Case Name: In the Matter of the Claim of Alma P. Adolf, Appellant, v. City of Buffalo Board of Education, Respondent. Workers' Compensation Board, Respondent
Court: New York Court of Appeals
Jurisdiction: New York
Decision Date: 1980-06-03
Citations: 50 N.Y.2d 871
Docket Number: 
Parties: In the Matter of the Claim of Alma P. Adolf, Appellant, v City of Buffalo Board of Education, Respondent. Workers’ Compensation Board, Respondent.
Judges: 
Reporter: New York Reports
Volume: 50
Pages: 871–876

Head Matter:
In the Matter of the Claim of Alma P. Adolf, Appellant, v City of Buffalo Board of Education, Respondent. Workers’ Compensation Board, Respondent.
Argued April 23, 1980;
decided June 3, 1980
APPEARANCES OF COUNSEL
Frank S. Kedzielawa and Gerard R. Fornes for appellant.

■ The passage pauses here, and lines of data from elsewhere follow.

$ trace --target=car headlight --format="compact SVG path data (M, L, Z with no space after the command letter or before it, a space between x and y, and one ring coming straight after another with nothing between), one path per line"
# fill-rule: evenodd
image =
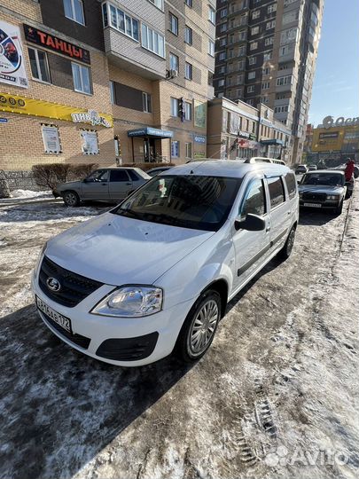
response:
M36 263L35 264L35 276L37 276L37 271L40 268L40 264L42 263L43 262L43 258L44 256L44 254L45 254L45 251L46 251L46 247L47 247L47 241L46 243L43 245L43 247L41 248L41 251L39 253L39 255L37 256L37 259L36 259Z
M129 286L119 287L104 298L90 313L101 316L140 318L160 311L163 291L160 287Z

Joseph P. McNamara, Corporation Counsel (Frank E. Barbee of counsel), for City of Buffalo Board of Education, respondent.

Opinion:
OPINION OF THE COURT
Memorandum.
The order of the Appellate Division should be affirmed, with costs.
Section 25 (subd 4, par [a]) of the Workers' Compensation Law entitles an employer to reimbursement out of compensation due when he has either made advance payment of compensation or continued payment of wages. The only statutory limitations on that right are that it may be waived by filing a document so stating with the chairman of the board and it may be lost by failing to file a claim before compensation is awarded.
Though nothing in the section proscribes a contractual waiver by the employer, the contract provision here in question is insufficient to limit the reimbursement right to the weekly compensation benefit paid rather than the full wages advanced. By that provision the board of education agreed to continue regular pay during disability and the union agreed for its members that "the salary allowance paid the teacher under Workmen's Compensation will be assigned to the Board." The assignment was wholly unnecessary since the board had a statutory right to reimbursement without, it. The provision was, however, meaningful for the teachers since it gave them full pay during disability rather than reduced compensation benefits. Nothing in the arrangement made and nothing in the record suggests that the use of the words "salary allowance" was intended as a waiver by the board of its right to the difference between regular pay and benefits and that allowance. The conclusion argued for by the dissenters as the "plain meaning" of the contract provision reads into that provision a limitation which cannot be found in its language, on the basis of an assumption (that "it was evidently intended to completely regulate the relationship") for which there is no support in the record.